Après avoir vu les conditions pour qualifier un bail de commercial, il faut s’intéresser aux règles qui s’y appliquent et notamment les règles de durée du statut des baux commerciaux.
B] Les règles de durée du statut des baux commerciaux
La plus importante règle de temps qui s’applique aux baux commerciaux est qu’ils sont censés durer au minimum neuf ans comme l’a fixé la loi n°65-356 du 12 mai 1965 qui se retrouve codifiée à l’article L145-4 alinéa 1er du Code de commerce. Le second alinéa pose toutefois une exception pour le preneur puisqu’il possède « la faculté de donner congé à l’expiration d’une période triennale » c’est-à-dire tous les trois ans. Une autre exception existe pour le bailleur, elle réside dans l’alinéa 3 de ce même article et dispose qu’il peut déroger à cette règle si le bien fait l’objet de rénovations, d’une surélévation ou d’une transformation en habitation. Il existe aussi un droit au renouvellement du bail commercial à l’article L145-8 du Code de commerce. Dans la pratique, le bailleur pourra soit proposer le renouvellement du bail ou accepter la demande de renouvellement formulée par le locataire soit il pourra la refuser en versant une indemnité d’éviction au preneur (article L145-9 du Code de commerce) soit refuser le renouvellement en invoquant un motif légitime, ce qui lui évite le paiement de l’indemnité d’éviction. Si le renouvellement est accepté, le bail est renouvelé de neuf ans sauf accord des parties pour une durée plus longue (article L145-12 du Code de commerce).

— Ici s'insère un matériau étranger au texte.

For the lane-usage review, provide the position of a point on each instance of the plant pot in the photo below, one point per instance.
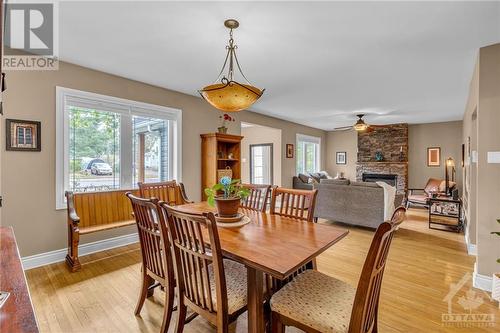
(495, 288)
(227, 207)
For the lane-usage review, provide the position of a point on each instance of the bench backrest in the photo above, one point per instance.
(98, 208)
(170, 191)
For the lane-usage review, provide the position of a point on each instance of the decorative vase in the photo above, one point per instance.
(495, 288)
(227, 207)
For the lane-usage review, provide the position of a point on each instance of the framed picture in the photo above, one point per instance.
(341, 157)
(463, 155)
(433, 156)
(289, 150)
(23, 135)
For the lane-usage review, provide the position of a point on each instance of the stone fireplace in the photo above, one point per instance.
(392, 142)
(390, 179)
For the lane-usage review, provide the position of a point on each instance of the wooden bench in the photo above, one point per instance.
(90, 212)
(171, 192)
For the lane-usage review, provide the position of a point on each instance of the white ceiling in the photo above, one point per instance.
(320, 62)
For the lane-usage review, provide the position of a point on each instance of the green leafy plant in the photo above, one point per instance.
(498, 234)
(231, 188)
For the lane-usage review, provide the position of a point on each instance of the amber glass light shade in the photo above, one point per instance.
(232, 96)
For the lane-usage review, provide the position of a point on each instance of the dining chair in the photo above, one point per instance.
(170, 191)
(258, 197)
(157, 262)
(316, 302)
(213, 287)
(294, 203)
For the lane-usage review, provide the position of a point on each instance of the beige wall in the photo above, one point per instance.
(469, 174)
(488, 174)
(338, 141)
(259, 135)
(448, 136)
(482, 185)
(28, 178)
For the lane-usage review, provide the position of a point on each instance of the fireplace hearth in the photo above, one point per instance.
(390, 179)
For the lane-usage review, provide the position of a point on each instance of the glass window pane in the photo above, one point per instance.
(94, 150)
(151, 161)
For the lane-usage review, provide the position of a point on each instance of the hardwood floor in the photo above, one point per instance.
(422, 265)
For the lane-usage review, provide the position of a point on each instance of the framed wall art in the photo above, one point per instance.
(433, 156)
(23, 135)
(341, 157)
(289, 150)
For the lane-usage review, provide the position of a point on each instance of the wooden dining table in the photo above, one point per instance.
(270, 244)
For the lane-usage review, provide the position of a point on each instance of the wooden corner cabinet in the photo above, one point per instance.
(219, 152)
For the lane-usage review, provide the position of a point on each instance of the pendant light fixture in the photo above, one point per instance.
(229, 95)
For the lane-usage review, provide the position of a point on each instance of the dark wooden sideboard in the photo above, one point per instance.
(16, 315)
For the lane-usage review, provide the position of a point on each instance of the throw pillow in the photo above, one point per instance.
(304, 178)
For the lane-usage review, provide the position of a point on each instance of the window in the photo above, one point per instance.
(261, 163)
(105, 143)
(308, 153)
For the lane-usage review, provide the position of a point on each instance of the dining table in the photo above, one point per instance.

Si le bailleur ne délivre pas de congé et si le locataire ne formule pas de demande de renouvellement et qu’il se maintient dans les lieux après l’expiration du délai de location, le bail se poursuit par tacite reconduction pour une durée indéterminée. Le bailleur peut alors délivrer un congé à tout moment avec un préavis d’au moins six mois. De même que le locataire peut formuler à tout moment une demande de renouvellement. De nombreux articles du Code de commerce sont considérés d’ordre public et les articles liés au droit du renouvellement le sont. Dans l’arrêt du 1er octobre 2014, la Cour d’appel et la Cour de cassation estimant qu’il s’agit bien d’un bail commercial, la tacite reconduction est fondée puisque la société preneuse se maintient dans les lieux après l’expiration du délai minimum de neuf ans et la SCI bailleresse ne lui a pas opposée de congé.